A emoção tomou conta do velho Geo e seus olhos se inundaram d´água enquanto suas lembranças o envolveram voltando no tempo. Geo tirou fora os óculos de aro grosso e abriu-se a tristeza.
Tristeza de verdade abatera-se sobre Zora, anos atrás, durante o período do luto. Perder Carlão assim, naquela idade, daquele jeito. Deus! Dava dó. Morena jambo, educada e prendada, Zora só tinha conhecido um homem na vida. Casara nova e fora feliz todos aqueles anos desde que se conheceram em Mar Grande, durante um veraneio lá pelos anos 70. Dava dó. Recém viúva, passou uns tempos magrinha, até enfeiara, coisa que se pensava impossível de acontecer.
Com Carlito, o único filho, estudando agronomia em Jaguaquara passara a viver só, na casa quase vazia. Missa, bordado, feira, mercado, fila da pensão e muita saudade. Fora triste aquele período.
Testemunha da primeira hora, o amigo Geo, nunca lhe faltara.
O nome dele era mesmo Gerlene, mas desde os tempos que moravam na Ribeira, o amigo Carlão ainda vivo, tratou de botar apelido nele. Dizia que Gerlene era nome de mulher ou, na melhor das hipóteses, nome de brilhantina. Solteirão convencido, boa pinta, sempre vivera ali por perto e fora o grande parceiro de Carlão. Da bola de gude as farras na juventude os dois eram inseparáveis. Foi até trabalhando na Fratelli-Vitta que os dois juntaram umas economias para comprar o táxi. TL 2 portas. O famoso imã: “Dirigido por mim e guiado por Deus”, exibindo de um lado o Senhor do Bomfim e do outro uma foto de Carlão, permanecera lá no painel depois da morte do parceiro. Comprara o imã na barraca do Cemitério das Quintas de Brotas no mesmo dia do enterro. Zora chorando, recortara a foto da carteira de reservista e ele colocou no imã.
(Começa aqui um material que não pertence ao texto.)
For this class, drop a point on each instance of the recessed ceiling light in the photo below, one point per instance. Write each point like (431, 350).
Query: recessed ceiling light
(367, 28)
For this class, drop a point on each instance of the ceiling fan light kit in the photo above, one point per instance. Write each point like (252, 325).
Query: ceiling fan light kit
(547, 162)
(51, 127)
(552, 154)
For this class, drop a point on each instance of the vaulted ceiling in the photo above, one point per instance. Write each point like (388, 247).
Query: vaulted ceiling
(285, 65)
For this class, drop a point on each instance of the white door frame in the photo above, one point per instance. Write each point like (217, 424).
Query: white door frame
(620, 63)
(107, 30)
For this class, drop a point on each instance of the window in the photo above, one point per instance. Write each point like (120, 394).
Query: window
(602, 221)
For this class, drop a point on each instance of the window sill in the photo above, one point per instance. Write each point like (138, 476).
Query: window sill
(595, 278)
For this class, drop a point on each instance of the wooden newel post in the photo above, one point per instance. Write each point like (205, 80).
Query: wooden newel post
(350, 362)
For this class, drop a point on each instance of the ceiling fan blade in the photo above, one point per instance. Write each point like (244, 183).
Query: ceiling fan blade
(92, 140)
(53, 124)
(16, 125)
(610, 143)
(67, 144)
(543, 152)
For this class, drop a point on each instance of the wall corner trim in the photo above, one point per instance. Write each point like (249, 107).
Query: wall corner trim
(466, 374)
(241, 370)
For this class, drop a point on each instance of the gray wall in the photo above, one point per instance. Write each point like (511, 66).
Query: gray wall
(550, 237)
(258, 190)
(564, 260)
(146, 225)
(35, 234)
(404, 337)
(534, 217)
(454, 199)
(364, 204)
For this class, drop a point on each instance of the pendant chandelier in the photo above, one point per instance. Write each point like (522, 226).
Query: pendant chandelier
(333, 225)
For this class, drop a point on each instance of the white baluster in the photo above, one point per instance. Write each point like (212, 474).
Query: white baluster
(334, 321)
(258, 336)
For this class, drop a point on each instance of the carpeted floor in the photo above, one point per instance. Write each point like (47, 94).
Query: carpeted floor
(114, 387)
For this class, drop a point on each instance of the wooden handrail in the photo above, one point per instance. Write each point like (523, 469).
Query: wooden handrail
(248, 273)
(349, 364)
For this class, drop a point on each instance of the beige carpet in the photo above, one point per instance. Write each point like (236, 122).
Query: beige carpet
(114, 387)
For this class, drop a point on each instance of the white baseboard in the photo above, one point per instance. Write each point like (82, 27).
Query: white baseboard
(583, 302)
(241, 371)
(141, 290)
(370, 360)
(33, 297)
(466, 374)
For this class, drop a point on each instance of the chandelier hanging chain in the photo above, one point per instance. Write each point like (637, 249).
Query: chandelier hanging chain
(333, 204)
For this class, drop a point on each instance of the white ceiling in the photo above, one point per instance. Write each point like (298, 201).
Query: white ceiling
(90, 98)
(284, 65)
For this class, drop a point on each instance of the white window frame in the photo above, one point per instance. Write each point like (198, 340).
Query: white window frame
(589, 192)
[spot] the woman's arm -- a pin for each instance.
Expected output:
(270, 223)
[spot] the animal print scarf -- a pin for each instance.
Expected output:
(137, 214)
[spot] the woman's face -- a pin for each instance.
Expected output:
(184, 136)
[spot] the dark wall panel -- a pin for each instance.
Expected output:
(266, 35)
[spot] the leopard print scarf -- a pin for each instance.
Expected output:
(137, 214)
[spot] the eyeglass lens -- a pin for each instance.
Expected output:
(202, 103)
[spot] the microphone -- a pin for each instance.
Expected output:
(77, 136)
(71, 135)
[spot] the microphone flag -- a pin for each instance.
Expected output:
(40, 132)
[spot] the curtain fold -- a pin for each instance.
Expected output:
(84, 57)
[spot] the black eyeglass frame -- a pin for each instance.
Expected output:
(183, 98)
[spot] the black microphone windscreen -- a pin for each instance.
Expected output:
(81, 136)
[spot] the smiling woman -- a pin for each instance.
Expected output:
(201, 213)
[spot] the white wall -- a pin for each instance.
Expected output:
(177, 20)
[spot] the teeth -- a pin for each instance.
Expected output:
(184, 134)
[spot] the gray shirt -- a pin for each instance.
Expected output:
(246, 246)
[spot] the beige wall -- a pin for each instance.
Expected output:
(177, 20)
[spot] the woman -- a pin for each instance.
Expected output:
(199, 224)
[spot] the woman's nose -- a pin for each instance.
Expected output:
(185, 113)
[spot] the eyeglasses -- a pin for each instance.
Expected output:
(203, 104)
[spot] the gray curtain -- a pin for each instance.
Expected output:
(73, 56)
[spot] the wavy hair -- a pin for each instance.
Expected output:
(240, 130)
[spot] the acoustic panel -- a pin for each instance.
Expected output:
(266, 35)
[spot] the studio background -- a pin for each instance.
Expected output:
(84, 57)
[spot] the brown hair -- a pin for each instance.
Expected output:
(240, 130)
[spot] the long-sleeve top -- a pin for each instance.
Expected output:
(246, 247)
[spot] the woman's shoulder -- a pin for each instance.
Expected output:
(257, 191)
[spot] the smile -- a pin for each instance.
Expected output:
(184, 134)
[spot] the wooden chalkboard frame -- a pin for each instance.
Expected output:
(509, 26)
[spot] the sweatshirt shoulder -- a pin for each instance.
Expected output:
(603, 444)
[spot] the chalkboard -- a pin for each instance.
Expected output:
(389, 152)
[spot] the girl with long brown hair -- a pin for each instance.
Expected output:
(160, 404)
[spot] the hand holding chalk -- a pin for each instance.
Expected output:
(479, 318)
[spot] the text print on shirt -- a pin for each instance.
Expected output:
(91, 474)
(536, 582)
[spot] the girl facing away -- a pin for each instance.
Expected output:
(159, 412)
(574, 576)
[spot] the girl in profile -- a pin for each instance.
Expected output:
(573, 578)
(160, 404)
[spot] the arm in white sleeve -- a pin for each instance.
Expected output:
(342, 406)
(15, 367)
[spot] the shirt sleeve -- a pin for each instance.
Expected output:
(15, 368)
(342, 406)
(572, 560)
Como na carta de Zora, Gerlene também passara pela dor da perda do amigo e tratara de dar sempre uma atenção à comadre. Parte da féria do táxi iria pra ela e era o táxi que bancava o afilhado Carlito em Jaguaquara. Era justo.
O fato é que mesmo finda a dor inicial e a vida ter retornado o seu curso natural, Gerlene jamais abandonara a família do parceiro. Sempre por perto, manteve firme o laço de amizade. Levava Zora ao supermercado, dentista, feira, banco e nos fins de semana tomava sua cervejinha na calçada da casa, de fora a janela do quarto de costura de Zora, batendo papo e ouvindo musica no rádio do velho TL 2 portas, o mesmo que levara Zora, anos atrás, ao Hospital da Sagrada Família quase parindo Carlito no banco de trás. Amigo do amigo, amigo da viúva.
- Eita Geo, saudades de dançar... Lembra a boate do Itapagipe? – Zora falava, mas não desgrudada o olho da costura.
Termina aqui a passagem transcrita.